Tuesday is Black Women’s Equal Pay Day — the day Black women on average had to work into 2021 to make what white non-Hispanic men made in 2020 — and two nonprofits in D.C. are hoping to educate residents about the work they’ve done to address income equality and the fight moving forward.
Kimberly Perry, the executive director of DC Action, said women who work in early child care in D.C. — largely Black and brown women — are paid just above minimum wage, for an average of about $30,000 a year. That’s just half of what those working in the public school system start at.
“We have a community of women who have gone to school, who have achieved and received credentials and degrees,” Perry said of the early child care workers. “So they are not just caring for our youngest children; they’re educators.”

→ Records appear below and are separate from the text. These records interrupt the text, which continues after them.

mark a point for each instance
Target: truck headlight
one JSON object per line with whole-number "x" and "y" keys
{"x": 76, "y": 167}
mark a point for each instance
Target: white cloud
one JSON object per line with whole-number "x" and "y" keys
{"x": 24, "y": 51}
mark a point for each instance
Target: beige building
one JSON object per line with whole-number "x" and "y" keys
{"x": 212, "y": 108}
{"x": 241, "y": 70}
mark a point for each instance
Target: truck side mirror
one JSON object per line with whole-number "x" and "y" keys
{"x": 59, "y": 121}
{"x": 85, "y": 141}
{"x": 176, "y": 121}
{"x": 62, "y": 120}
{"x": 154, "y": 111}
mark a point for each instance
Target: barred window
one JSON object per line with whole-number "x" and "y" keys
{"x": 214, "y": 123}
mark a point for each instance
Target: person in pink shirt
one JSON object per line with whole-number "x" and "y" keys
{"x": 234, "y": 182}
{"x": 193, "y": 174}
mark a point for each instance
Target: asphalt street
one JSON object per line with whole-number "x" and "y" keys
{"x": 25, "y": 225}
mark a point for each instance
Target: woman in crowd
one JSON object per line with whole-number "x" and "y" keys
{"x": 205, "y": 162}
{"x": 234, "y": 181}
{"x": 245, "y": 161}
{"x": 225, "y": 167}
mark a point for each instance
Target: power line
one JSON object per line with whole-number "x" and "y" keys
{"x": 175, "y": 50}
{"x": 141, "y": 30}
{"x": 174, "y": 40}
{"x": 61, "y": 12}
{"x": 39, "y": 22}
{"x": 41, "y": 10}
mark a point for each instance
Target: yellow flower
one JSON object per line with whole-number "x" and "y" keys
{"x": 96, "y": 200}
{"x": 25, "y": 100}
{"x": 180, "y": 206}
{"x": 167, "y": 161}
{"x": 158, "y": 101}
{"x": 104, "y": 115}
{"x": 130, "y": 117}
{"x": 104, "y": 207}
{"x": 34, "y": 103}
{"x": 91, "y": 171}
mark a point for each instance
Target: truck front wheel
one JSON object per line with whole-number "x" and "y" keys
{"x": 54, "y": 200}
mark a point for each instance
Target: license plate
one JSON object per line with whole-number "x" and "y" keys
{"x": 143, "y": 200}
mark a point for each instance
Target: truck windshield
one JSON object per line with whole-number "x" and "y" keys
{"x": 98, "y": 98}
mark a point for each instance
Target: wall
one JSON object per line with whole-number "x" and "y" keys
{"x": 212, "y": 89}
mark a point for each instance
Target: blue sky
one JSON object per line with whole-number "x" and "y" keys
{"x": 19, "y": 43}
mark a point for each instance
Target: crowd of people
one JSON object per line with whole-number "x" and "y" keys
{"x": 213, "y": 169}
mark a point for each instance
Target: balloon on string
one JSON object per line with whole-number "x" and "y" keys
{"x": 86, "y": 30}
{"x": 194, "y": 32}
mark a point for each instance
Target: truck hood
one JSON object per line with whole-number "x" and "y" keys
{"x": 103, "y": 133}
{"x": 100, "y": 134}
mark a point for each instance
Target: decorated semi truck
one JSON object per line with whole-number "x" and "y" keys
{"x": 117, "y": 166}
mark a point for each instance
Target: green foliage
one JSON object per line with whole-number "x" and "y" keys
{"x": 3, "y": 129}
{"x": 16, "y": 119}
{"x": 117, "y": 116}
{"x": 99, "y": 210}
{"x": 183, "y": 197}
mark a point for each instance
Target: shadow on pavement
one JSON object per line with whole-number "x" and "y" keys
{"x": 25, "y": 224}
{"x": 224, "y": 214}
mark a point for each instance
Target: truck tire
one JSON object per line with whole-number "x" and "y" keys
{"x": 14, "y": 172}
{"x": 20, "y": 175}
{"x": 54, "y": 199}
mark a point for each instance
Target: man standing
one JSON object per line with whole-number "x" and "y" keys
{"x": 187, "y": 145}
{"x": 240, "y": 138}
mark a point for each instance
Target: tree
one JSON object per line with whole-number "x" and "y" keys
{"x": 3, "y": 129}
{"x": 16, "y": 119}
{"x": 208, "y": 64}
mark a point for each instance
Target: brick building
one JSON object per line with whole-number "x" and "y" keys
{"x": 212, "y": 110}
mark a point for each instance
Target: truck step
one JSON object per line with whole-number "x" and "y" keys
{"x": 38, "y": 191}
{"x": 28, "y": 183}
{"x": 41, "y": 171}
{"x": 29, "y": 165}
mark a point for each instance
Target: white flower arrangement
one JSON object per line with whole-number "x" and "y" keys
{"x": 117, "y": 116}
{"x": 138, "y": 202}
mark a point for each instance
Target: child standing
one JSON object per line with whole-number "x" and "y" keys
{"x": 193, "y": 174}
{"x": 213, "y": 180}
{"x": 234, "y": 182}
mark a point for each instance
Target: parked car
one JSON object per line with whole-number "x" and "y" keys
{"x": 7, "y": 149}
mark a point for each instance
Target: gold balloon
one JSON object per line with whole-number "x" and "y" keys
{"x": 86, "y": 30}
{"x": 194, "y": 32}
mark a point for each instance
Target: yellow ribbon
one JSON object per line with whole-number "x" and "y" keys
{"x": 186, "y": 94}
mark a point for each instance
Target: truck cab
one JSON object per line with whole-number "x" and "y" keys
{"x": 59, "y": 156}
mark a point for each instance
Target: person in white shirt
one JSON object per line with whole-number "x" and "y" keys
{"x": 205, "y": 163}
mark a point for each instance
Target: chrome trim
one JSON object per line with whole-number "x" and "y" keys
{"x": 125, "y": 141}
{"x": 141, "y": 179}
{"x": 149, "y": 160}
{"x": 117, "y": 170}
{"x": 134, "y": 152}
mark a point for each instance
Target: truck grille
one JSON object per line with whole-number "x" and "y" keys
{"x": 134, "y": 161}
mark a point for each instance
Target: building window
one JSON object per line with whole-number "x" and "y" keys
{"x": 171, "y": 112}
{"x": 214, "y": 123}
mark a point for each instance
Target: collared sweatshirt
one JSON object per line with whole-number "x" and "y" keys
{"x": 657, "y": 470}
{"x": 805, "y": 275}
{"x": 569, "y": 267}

Her organization has joined others, including the DC Fiscal Policy Institute, to push the D.C. Council to support the implementation of equal pay. The two organizations were also behind a poll that showed strong public support for a tax increase on residents making more than $250,000 a year — a measure the council eventually supported.
“We look forward to having even more DC residents get behind this work and expand it so that we can address many more inequities,” Perry said.
Erica Williams, the executive director of the DC Fiscal Policy Institute, said the two groups have a lot of work to do to address deep inequalities in the city.
Williams said the budget amendment will also provide housing vouchers and raise the local earned income tax credit, a boost that she says will benefit Black women.
“Now is the time to be thinking about how do we raise the resources we need to meet the needs of all of our community,” Williams said.
The final budget vote is scheduled for Aug. 10.